“You want to know how I think you are free from sin? When you are no longer running away from God because of your sin, but coming to God and drawing closer to him; that is how you know you are free from sin.” – my friend Angela
This piece of advice helped me get out of my ditch. Before I had been climbing one side only to fall back down to the bottom and I never felt like I was really getting anywhere in my spiritual walk because of my sin. I realized that by running from God, I was negating all of the victories God had given me and placing myself at the bottom again. Progress could not be made. I was not allowing it.
Not everyone out there views masturbation as a sin. And I won’t go into that in this particular entry, but for me there was no question about it. It was not beneficial to my walk with Jesus and I felt the effects of that long before anyone ever told me that it was or wasn’t a sin. I needed freedom.

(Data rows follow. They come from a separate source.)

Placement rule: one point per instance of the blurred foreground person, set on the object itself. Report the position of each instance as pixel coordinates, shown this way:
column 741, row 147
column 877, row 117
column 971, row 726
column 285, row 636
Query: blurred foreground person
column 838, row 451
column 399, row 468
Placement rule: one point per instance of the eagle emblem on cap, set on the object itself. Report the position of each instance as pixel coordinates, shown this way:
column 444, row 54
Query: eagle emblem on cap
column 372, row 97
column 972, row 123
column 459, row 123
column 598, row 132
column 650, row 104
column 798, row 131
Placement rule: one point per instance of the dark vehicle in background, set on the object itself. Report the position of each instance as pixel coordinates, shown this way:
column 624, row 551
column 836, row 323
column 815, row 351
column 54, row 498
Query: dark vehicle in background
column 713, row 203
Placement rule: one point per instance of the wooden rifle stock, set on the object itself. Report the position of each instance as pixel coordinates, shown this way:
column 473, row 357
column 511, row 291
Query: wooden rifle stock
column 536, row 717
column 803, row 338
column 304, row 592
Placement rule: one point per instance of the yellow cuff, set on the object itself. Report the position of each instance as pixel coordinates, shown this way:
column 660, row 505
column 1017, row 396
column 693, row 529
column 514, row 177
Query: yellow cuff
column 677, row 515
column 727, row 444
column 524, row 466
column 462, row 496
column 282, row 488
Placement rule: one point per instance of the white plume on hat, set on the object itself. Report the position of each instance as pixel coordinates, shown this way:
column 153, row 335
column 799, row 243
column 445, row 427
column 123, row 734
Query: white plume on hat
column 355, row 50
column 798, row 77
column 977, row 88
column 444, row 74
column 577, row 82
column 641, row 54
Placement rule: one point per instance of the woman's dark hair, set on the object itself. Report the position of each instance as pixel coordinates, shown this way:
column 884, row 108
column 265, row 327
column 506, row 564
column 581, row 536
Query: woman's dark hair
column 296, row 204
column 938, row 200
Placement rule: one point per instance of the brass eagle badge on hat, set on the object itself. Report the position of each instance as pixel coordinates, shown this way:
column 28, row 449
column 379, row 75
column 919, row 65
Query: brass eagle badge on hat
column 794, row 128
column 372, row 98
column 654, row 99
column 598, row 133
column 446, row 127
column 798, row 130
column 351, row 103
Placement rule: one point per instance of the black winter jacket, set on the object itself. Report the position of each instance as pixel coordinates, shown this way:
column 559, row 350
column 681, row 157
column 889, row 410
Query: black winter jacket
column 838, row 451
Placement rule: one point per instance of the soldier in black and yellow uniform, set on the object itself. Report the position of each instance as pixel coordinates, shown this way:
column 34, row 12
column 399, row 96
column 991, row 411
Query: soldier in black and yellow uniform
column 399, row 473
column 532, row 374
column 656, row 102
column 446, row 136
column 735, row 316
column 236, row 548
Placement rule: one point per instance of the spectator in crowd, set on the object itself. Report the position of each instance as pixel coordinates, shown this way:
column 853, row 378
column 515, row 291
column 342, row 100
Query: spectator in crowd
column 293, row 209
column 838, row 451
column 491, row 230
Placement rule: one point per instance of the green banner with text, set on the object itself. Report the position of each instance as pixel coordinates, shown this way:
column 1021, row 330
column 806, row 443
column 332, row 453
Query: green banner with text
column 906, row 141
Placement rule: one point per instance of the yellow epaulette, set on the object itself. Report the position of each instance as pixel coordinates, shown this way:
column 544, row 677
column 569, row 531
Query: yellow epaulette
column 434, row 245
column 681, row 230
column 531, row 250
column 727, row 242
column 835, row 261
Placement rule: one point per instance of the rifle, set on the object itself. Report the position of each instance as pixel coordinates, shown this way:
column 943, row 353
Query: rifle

But even with my friend’s advice I still wondered sometimes if I was really free. Yes, I was no longer running from God, but it wasn’t like I was never tempted from that day on let alone never gave in to my temptations. I gave in. There were more victories than losses and I was coming to Jesus with my failures, but I still felt a little bit discouraged.

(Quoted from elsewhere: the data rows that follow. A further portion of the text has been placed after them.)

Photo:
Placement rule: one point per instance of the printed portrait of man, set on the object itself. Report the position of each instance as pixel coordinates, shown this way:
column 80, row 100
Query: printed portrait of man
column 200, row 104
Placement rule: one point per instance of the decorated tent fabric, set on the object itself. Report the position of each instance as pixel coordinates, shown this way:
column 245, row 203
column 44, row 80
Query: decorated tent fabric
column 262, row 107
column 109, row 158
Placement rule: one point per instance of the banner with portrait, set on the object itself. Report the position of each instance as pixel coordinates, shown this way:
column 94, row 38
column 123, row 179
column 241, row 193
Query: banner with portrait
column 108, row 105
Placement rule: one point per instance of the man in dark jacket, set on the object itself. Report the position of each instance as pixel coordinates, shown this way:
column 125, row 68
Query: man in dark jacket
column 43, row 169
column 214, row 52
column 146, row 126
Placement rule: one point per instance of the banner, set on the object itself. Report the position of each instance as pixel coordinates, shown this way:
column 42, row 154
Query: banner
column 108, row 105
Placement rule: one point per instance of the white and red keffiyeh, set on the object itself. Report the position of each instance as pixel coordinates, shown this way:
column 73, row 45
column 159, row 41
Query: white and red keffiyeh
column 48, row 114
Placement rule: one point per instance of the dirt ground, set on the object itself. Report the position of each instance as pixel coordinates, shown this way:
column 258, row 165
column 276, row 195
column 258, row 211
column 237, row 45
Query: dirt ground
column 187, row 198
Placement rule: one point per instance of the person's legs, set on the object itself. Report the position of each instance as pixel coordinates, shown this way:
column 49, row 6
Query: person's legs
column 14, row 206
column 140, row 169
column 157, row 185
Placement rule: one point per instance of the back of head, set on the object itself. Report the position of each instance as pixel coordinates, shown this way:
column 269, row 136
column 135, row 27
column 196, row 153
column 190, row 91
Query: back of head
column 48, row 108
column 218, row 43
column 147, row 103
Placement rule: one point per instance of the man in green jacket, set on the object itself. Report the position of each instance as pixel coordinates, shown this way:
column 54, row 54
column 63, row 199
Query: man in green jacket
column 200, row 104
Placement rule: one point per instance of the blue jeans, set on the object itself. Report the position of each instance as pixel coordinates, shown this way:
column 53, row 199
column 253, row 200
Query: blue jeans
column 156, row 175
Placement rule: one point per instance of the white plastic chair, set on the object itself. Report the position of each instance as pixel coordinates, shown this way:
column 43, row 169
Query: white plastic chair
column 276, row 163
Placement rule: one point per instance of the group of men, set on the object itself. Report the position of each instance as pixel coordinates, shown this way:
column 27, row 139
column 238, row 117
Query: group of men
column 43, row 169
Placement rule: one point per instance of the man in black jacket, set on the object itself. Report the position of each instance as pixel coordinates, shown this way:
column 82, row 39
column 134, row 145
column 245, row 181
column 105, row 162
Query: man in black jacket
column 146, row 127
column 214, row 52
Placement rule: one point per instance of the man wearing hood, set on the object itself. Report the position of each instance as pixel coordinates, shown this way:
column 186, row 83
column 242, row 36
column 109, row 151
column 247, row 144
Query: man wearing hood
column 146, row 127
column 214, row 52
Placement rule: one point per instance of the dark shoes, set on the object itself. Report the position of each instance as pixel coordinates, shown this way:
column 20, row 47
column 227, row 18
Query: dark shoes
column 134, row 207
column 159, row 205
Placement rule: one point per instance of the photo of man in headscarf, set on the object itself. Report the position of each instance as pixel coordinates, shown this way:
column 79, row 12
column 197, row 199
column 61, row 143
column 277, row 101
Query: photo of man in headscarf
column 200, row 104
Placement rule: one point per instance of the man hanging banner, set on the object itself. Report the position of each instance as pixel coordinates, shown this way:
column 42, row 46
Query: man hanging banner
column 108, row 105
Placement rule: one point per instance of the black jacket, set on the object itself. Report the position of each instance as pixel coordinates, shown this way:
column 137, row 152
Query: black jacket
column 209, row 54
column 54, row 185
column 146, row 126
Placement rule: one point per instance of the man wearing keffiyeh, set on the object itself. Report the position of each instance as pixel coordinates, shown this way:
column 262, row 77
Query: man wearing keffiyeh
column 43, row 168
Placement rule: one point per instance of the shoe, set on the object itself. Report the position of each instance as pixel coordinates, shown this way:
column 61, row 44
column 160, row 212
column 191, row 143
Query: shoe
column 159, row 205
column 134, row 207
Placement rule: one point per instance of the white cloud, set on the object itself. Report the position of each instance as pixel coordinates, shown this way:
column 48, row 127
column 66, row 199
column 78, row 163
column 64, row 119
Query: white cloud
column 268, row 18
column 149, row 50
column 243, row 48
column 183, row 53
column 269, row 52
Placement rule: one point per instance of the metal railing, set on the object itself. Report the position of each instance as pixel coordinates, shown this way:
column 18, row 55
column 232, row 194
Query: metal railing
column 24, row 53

Would I ever stop failing?
I spoke to one of my pastors about this subject of freedom and what he told me finally gave me some real peace of mind.
When I talked to him, I hadn’t struggled with masturbation for quite some time, but I was still wrestling with the idea of what freedom really meant. It couldn’t just be running to God with your sin instead of away, could it? There had to be some kind of change in your life, right? There had to be some kind of difference!
I had it backwards though.
“The truth: In Jesus we are free. You were free long before you felt free, because you belonged to Jesus. Walking in freedom is different than being free. You were free; the prison doors were opened. You need to believe what already has happened to you.” – Pastor
In Romans 6 and 8, Paul talks about freedom quite a bit, but this verse stuck out to me in particular.
“But now that you have been set free from sin and have become slaves of God, the benefit you reap leads to holiness, and the result is eternal life.” – Romans 6:22
My pastor was right. I had always been set free. I just needed to accept my freedom. Only then could I reap the benefits of being made holy.
So simple, but yet so difficult.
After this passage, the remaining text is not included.